Sommets

Publié le 01.02.2018

Cher journal,

En rentrant chez moi hier soir j’ai fait un bout du chemin avec W., avec lequel je ne sais jamais trop sur quel pied danser : il pratique un demi-sourire perpétuel qui me donne l’impression que tout ce qu’il dit doit être pris dans un sens figuré. Tout semble, chez lui, contribuer à le rendre insaisissable; il ne paye pas de mine mais c’est un grand sportif, avec une passion pour l’alpinisme qui m’échappe un peu. Il a ainsi porté sa petite taille jusque sur les sommets de la plupart des montagnes du continent. Un incident pendant notre trajet me confirme que je serais toujours surpris par lui.

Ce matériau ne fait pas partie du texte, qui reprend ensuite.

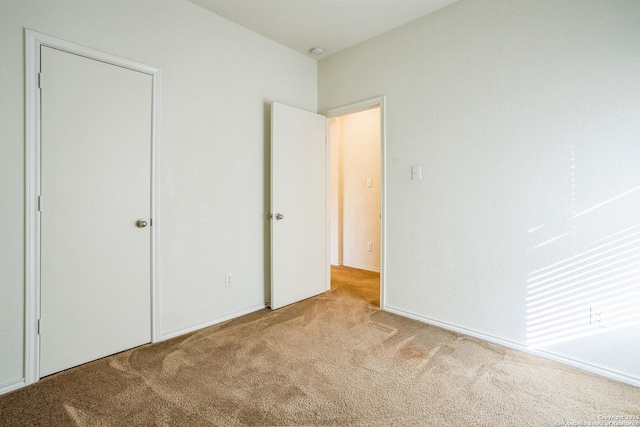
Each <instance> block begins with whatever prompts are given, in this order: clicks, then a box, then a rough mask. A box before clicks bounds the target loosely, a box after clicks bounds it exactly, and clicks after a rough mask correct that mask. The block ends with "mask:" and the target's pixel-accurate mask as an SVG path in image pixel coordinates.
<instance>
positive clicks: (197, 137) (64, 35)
mask: <svg viewBox="0 0 640 427" xmlns="http://www.w3.org/2000/svg"><path fill="white" fill-rule="evenodd" d="M24 28H29V29H32V30H35V31H39V32H42V33H45V34H48V35H51V36H54V37H58V38H61V39H65V40H68V41H71V42H74V43H78V44H82V45H85V46H88V47H91V48H94V49H98V50H102V51H105V52H108V53H111V54H115V55H119V56H122V57H125V58H129V59H133V60H136V61H139V62H143V63H147V64H150V65H153V66H156V67H159V68H160V69H161V70H162V82H161V85H162V87H161V91H162V95H161V96H162V98H161V120H162V123H161V125H162V128H161V134H160V146H159V149H160V180H159V186H160V223H159V224H160V227H161V230H160V290H161V306H162V311H161V319H160V325H159V326H160V331H161V333H162V334H163V335H164V336H167V335H171V334H176V333H180V332H183V331H185V330H187V329H189V328H193V327H198V326H201V325H203V324H206V323H208V322H215V321H217V320H219V319H221V318H224V317H225V316H233V315H235V314H237V313H239V312H242V311H245V310H253V309H256V308H257V307H260V305H261V304H264V301H265V293H266V292H267V291H268V289H266V286H268V279H267V278H268V277H269V270H268V268H269V267H268V262H269V254H268V252H267V250H268V227H267V226H268V224H267V223H266V222H265V213H266V212H267V211H268V200H269V197H268V183H269V180H268V176H269V170H268V164H269V159H268V150H269V132H270V130H269V123H270V115H269V114H270V111H269V107H268V105H269V103H270V102H271V101H272V100H277V101H280V102H284V103H287V104H290V105H294V106H297V107H300V108H304V109H307V110H311V111H315V110H316V107H317V95H316V93H317V92H316V89H317V87H316V82H317V78H316V77H317V75H316V69H317V65H316V62H315V61H314V60H312V59H310V58H307V57H305V56H304V55H301V54H298V53H296V52H294V51H292V50H289V49H287V48H284V47H282V46H280V45H278V44H276V43H274V42H271V41H269V40H267V39H265V38H263V37H261V36H258V35H256V34H254V33H251V32H249V31H247V30H245V29H243V28H241V27H239V26H236V25H234V24H231V23H230V22H228V21H226V20H224V19H222V18H220V17H218V16H216V15H213V14H211V13H209V12H207V11H205V10H204V9H201V8H200V7H198V6H196V5H194V4H192V3H189V2H187V1H186V0H136V1H134V2H132V1H129V0H113V1H108V2H104V1H97V0H91V1H87V0H83V1H78V0H55V1H52V0H39V1H36V0H28V1H23V0H4V1H2V2H0V52H2V61H0V77H1V78H0V195H1V196H0V197H1V203H0V218H1V220H0V242H1V243H0V259H1V262H0V343H1V344H0V390H3V389H4V390H6V389H7V388H10V387H12V386H15V385H16V384H17V383H18V382H19V381H20V380H21V378H23V334H24V331H23V309H24V297H23V296H24V272H23V270H24V256H23V251H24V220H23V219H24V173H25V172H24V162H25V159H24V150H25V145H24V144H25V143H24V126H25V124H24V66H23V61H24V59H23V58H24V53H23V50H24V49H23V43H24V42H23V40H24V39H23V29H24ZM225 272H233V273H234V279H235V284H234V286H232V287H230V288H225V287H224V273H225Z"/></svg>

Tandis que nous avancions sur l’une des grandes artères, je vis un petit attroupement; sur le côté, au plus loin de la chaussée, trois individus à l’allure de notaires pendant un enterrement regardaient d’un air grave; au milieu, des policiers dans la pose où on les voit souvent, en train d’attendre on ne sait pas très bien quoi, arrivés après le délit, ayant collecté les témoignages nécessaire à l’établissement du procès verbal, mais qui restent pourtant encore un moment sur les lieux du crime ou du délit; et, au bord du trottoir, un jeune homme en chemise - chose curieuse par ce froid - le visage et les bras couvert de ce qui m’apparut d’abord comme des plaques rouges. Quand nous abordions cette scène, j’étais en train de réfléchir à je ne sais plus quelle préoccupation sans importance, aussi passais-je sans essayer de reconstituer la raison de cette scène, et je pris les grandes marques rouges pour une maladie de peau. Mais comme nous venions de traverser ce tableau, W. poussa une exclamation, et à peine avions nous franchi le groupe qu’il se retourna pour regarder un peu ce qui se passait. Je le crus d’abord sous le coup d’une curiosité malsaine, et je me sentais très embarrassé de devoir faire ainsi le badaud à ses côtés. Puis, il s’étonna de l’absence de pompier. Comme je regardais de plus près le jeune homme, je m’aperçus que les marques rouges étaient en réalité des blessures. Il avait sans doute été attaqué; on lui avait volé son manteau et, après un premier coup porté au visage, il avait dû lever les bras pour se protéger. Je répondais à W. que les policiers qui regardaient aux alentours, tous les témoignages ayant été collecté, attendaient sans doute la venue d’une ambulance. La détresse l’émut, et il pesta contre cette ville où, en fait de sophistication, on attend dans le froid, seul, regardé par les autorités et les notables; ailleurs, m’assurait-il, les choses se passeraient différemment.

Je ne fis pas de véritable réponse. Je m’inquiétais d’abord de mon propre détachement. Je l’attribuais d’abord à mon très grand âge; quand on a vu, siècles après siècles, toutes les formes de violences, perpétrées par les armées, les malfaiteurs, les foules en colères, les tyrannies, les résistances et toutes les instances, chaque fois nouvelles, capables de brutalité, on perd un peu au passage de sa capacité à la compassion immédiate - et on ne constate pas même la diminution progressive des occurrences, puisqu’entre temps, l’empire des rumeurs, puis ses héritiers modernes et institutionnels, remplacent le spectacle immédiat des férocités par leur récit. Comme je découvrais que W., que j’aurais cru encore plus fataliste et détaché que moi, tout au contraire, n’acceptait pas la fatalité, j’eus honte à la fois de l’avoir si mal jugé et de ne pas être à sa hauteur.

Nous repartîmes, et dans les quelques mètres qui restait à notre chemin en commun, j’interrogeais brièvement W. sur le dernier sommet qu’il avait conquis et le pays alentour. Hélas, il n’avait à répondre que des platitudes et se montra incapable d’exprimer quelle passion le poussait à gravir des montagnes, et quels sentiments exacts il ressentai à cette occasion. Sur le reste de mon trajet, à présent seul, j’ai essayé de réorganiser mes pensées et mes souvenirs, pour conserver l’image de la compassion de W. et éliminer celle qui me paraissait plus ennuyeuse - avant de m’apercevoir que c’était peut-être de ma part une injustice et, en somme, une mauvaise action. Je dois me rappeler de le relancer sur son sujet favori la prochaine fois.